C'est la déroute pour Kraft Heinz et son ketchup emblématique. Le groupe a perdu plus de 15 milliards de dollars depuis le début de l'année. Il n'a pas su saisir les nouvelles attentes des consommateurs, friands de produits moins sucrés et moins caloriques. Une lacune que les experts expliquent par une politique extrême de réduction des coûts, oubliant que la R&D et le marketing sont des piliers de l'industrie agroalimentaire. 

Le numéro cinq mondial de l’alimentation est en mauvaise passe. Et c’est un euphémisme. En seulement neuf mois, Kraft Heinz a perdu 15 milliards de dollars. Une enquête fédérale de la Securities and Exchanges Commission (SEC) a également été ouverte sur les pratiques comptables de l’entreprise. Le 8 août dernier, l’action a même chuté de 8,6 % à Wall Street.
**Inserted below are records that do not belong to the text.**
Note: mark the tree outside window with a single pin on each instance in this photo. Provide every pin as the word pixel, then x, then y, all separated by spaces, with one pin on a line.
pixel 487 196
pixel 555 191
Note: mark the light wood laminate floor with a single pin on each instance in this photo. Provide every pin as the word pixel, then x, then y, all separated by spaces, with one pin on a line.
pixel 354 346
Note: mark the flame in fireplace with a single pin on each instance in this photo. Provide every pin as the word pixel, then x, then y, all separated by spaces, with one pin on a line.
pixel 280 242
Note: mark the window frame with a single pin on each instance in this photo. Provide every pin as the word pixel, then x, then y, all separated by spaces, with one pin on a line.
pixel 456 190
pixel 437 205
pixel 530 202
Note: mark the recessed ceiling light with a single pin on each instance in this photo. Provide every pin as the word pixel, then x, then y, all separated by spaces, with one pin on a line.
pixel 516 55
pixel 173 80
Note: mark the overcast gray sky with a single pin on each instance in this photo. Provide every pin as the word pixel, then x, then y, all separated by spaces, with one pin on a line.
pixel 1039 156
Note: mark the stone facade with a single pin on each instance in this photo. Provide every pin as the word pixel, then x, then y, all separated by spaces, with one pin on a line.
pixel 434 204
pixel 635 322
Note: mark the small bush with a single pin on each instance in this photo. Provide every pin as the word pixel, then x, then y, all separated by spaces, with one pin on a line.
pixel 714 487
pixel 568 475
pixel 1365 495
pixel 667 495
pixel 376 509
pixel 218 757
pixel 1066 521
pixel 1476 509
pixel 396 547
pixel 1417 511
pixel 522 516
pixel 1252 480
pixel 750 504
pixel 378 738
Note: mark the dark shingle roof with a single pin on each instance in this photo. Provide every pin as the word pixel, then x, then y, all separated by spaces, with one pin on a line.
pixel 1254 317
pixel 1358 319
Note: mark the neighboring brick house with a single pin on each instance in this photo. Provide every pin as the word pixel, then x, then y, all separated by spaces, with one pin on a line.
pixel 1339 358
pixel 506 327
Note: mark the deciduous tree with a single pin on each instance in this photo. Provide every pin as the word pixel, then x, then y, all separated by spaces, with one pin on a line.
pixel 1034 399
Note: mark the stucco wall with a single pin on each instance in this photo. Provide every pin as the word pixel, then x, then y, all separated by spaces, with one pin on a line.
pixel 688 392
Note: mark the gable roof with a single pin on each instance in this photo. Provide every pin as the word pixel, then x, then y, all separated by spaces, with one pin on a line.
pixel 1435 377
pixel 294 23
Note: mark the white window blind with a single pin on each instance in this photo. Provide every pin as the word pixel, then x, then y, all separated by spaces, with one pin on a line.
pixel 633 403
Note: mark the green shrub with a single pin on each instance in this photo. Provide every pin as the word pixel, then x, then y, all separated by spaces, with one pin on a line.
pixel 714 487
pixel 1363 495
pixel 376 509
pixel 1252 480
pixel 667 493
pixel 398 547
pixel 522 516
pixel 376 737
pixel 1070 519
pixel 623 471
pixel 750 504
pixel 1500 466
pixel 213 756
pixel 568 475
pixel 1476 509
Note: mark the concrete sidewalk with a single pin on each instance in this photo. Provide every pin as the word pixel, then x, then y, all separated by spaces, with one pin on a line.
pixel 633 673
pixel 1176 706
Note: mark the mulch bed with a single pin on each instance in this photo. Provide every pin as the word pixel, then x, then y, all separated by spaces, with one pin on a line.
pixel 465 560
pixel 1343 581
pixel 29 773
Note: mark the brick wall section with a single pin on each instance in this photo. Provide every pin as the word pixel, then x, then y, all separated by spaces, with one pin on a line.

Suppression d’emplois et fermeture d’usines
Cette situation, certains experts l’expliquent par la politique agressive du fonds d’investissement brésilien 3G Capital, à l’origine de la fusion entre Heinz, connu pour son ketchup emblématique, et Kraft Foods, qui détient des marques comme les cafés Maxwell ou les macaronis Mac & Cheese célèbres aux États-Unis. 3G Capital a mis en place un système de réduction extrême des coûts. Il a supprimé près de 5 000 emplois et annoncé la fermeture de six usines de Kraft Heinz depuis la fusion.
Surtout, il a appliqué, de manière extrême, la stratégie "budget à base zéro" qui consiste à initier tous les ans un nouveau budget sans tenir compte de l’ancien, en remettant en question les priorités de l’année précédente. Chaque dépense, même si elle n’est pas nouvelle, doit être justifiée. "Le modèle de 3G est de racheter des entreprises, en extraire des synergies en coupant les coûts. Mais ils sont allés beaucoup trop loin en réduisant des dépenses qui sont essentielles sur ce secteur aujourd’hui : le marketing et la R&D", juge Laurent Grandet, analyste et directeur consommation et distribution chez Guggenheim Partners, dans les Echos.
Les produits ne plaisent plus aux consommateurs
Kraft Heinz paye chèrement son immobilisme. Les goûts des consommateurs ont changé. Les produits alimentaires trop transformés, caloriques ou gras, dont le ketchup est l’incarnation parfaite, n’ont plus la cote. "J’ai longtemps vécu dans un monde confortable de vieilles marques à gros volumes", a reconnu le cofondateur de 3G Capital lors d’un symposium du Milken Institute en Californie, repris dans Capital. "Nous les achetions en pensant qu’elles dureraient toujours, il suffisait de se concentrer sur l’efficacité de notre gestion… Et puis, tout à coup, nous voilà disruptés".
Seule note positive, le ketchup bio et sans sucre ajouté affiche de bons résultats. Un nouveau ketchup avec 25 % de légumes ajoutés, 25 % moins de sucre et sans sirop de maïs vient d’être également d’être lancé pour pousser les enfants à manger des légumes. Mais peut-être que le groupe a trop tardé à capter les tendances du marché. "Kraft Heinz paye une stratégie des années 90 où l’économie était financiarisée à l’extrême", résume un expert.